No Recursion / Unbounded Iteration
Alan does not allow recursive functions or types (though you are allowed to bind
such things fromm the host language), and it only has guarded looping constructs, such as calling map
on Array
s, but no generalized while
or for
loops.
Because of this (and because bound functions and types are required to be fully typed on Alan's side), the impact on the typing of variable is fully discovered during compilation, so you never need to specify the type. You are allowed to do, so, though, as an assertion to the compiler to fail if the generated type does not match your expectations.

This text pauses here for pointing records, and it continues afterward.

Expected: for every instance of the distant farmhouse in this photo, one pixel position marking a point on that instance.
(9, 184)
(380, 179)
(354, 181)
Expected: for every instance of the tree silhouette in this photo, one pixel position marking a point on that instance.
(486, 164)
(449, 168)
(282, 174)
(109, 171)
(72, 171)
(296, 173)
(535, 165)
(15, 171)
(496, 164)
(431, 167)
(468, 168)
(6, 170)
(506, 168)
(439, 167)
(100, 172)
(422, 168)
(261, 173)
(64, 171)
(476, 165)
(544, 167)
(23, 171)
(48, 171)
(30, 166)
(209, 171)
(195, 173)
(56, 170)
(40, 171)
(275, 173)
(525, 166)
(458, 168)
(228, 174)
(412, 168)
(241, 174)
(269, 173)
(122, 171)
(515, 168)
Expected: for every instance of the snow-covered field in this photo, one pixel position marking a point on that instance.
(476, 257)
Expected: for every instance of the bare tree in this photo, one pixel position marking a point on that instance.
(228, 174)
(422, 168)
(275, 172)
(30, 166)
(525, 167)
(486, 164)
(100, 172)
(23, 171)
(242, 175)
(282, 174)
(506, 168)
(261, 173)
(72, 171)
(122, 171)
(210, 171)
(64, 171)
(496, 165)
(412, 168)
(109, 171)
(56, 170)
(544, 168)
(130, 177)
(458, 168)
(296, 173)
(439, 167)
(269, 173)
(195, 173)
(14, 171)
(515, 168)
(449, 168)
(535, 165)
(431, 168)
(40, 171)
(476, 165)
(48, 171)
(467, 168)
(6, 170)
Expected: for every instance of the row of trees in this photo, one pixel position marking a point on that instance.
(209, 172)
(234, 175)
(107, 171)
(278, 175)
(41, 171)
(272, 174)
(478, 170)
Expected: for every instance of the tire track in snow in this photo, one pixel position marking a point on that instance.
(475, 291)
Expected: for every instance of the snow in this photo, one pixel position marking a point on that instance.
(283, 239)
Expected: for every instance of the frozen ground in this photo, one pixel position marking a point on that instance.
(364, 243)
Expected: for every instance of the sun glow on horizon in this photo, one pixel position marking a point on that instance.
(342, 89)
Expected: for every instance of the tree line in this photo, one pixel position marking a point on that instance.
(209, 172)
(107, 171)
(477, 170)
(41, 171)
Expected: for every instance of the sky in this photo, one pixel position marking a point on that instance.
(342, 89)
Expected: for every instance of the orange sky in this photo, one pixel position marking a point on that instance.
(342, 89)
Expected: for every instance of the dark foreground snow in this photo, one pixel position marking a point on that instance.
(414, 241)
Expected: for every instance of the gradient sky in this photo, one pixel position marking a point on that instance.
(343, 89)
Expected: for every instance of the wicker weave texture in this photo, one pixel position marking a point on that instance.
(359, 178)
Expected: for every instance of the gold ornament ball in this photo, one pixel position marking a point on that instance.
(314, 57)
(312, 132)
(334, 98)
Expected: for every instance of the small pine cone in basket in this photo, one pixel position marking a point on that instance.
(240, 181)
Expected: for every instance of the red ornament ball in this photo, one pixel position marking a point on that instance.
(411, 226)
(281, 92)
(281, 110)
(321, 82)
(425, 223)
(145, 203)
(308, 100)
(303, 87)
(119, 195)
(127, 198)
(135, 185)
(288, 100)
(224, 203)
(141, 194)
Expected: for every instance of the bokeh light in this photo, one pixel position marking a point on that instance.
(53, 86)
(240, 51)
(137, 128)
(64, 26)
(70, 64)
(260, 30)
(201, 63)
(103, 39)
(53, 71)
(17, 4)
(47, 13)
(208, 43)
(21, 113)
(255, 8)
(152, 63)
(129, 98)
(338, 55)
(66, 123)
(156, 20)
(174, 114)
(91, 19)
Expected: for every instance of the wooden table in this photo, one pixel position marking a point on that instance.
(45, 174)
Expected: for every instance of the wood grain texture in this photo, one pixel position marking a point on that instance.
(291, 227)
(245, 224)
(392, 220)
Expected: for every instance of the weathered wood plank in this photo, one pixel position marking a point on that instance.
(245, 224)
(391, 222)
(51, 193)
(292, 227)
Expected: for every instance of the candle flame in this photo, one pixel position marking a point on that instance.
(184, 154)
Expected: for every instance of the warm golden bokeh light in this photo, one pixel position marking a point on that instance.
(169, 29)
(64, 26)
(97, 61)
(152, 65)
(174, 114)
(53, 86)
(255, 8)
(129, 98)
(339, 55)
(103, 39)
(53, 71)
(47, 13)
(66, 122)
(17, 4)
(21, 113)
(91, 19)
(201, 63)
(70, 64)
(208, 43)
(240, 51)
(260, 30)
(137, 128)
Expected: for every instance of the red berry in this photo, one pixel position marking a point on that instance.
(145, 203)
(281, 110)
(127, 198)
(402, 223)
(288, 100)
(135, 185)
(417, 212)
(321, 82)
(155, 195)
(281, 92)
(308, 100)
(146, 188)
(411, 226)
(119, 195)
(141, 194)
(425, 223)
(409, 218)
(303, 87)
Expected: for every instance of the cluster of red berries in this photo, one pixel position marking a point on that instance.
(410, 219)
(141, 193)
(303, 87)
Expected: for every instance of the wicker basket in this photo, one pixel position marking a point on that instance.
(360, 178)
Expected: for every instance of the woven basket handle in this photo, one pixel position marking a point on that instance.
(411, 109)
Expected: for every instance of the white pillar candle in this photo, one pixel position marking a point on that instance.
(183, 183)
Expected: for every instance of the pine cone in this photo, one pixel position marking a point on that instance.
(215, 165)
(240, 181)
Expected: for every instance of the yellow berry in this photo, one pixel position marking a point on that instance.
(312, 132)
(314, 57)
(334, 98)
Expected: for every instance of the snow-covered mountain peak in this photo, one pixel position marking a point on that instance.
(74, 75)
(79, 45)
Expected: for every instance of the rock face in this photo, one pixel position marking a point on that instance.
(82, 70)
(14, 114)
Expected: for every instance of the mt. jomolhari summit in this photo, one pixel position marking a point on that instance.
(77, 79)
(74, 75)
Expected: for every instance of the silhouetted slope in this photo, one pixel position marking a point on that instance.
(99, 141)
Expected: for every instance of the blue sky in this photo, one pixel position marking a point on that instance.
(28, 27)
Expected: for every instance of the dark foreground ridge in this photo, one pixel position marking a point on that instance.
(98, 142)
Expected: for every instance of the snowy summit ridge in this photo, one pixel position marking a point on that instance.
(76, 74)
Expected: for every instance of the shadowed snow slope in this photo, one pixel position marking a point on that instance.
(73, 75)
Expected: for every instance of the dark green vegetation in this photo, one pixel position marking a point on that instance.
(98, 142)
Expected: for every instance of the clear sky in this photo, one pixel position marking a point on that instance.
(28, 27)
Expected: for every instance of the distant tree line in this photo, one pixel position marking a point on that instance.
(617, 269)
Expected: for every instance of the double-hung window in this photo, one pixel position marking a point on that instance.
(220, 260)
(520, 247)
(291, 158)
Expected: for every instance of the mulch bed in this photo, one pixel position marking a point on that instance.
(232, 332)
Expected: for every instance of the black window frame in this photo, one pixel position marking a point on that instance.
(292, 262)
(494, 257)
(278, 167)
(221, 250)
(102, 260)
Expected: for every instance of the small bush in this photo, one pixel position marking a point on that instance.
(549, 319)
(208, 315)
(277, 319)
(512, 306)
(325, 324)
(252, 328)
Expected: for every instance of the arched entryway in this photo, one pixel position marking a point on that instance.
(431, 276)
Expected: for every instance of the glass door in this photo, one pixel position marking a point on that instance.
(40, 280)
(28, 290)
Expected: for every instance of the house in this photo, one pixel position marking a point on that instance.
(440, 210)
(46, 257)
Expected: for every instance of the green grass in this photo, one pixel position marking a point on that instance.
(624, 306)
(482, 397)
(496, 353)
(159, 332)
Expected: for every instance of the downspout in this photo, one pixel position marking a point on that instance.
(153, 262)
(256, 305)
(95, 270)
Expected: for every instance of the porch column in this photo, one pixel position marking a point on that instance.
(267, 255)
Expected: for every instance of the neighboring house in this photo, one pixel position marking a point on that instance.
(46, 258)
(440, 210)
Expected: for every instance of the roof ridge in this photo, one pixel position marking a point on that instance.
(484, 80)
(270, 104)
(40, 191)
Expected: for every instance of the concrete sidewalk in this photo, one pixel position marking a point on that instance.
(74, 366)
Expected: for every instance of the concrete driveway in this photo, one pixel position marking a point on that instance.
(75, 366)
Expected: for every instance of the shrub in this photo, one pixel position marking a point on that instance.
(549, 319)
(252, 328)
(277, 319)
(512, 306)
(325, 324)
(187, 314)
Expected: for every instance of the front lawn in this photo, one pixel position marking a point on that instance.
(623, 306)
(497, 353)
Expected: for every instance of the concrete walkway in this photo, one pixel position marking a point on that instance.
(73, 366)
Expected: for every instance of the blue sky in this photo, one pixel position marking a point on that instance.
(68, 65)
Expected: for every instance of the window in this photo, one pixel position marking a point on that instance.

Generic Types and Functions
Types and Functions can be generic, which allows the "realization" of the concrete type or function to happen later. Like Rust, these generic types and functions produce distinct types and functions afterwards, so a generic function operating on 100 different types in your codebase will generate 100 different functions in the resulting binary.
Conditional Compilation / Generic Keywords
Unlike most languages, the top-level keywords in an Alan source file are optionally generic, accepting a compile-time boolean to determine whether or not they are actually evaluated during compilation. This is combined with compile-time types to access files and environment variables and perform comparisons within the type system to enable conditional compilation, such as fn{Test} ...
to define a function that only exists when alan test ...
is run, or type{Windows} ...
to define a platform-specific variant of a type.
All top-level keywords have this feature, but the keywords within a function or type definition do not, but you can simply define the same function or type twice, once for the default and once for the optional variant, where the variant can override the default definition, based on the order it appears in the evaluation.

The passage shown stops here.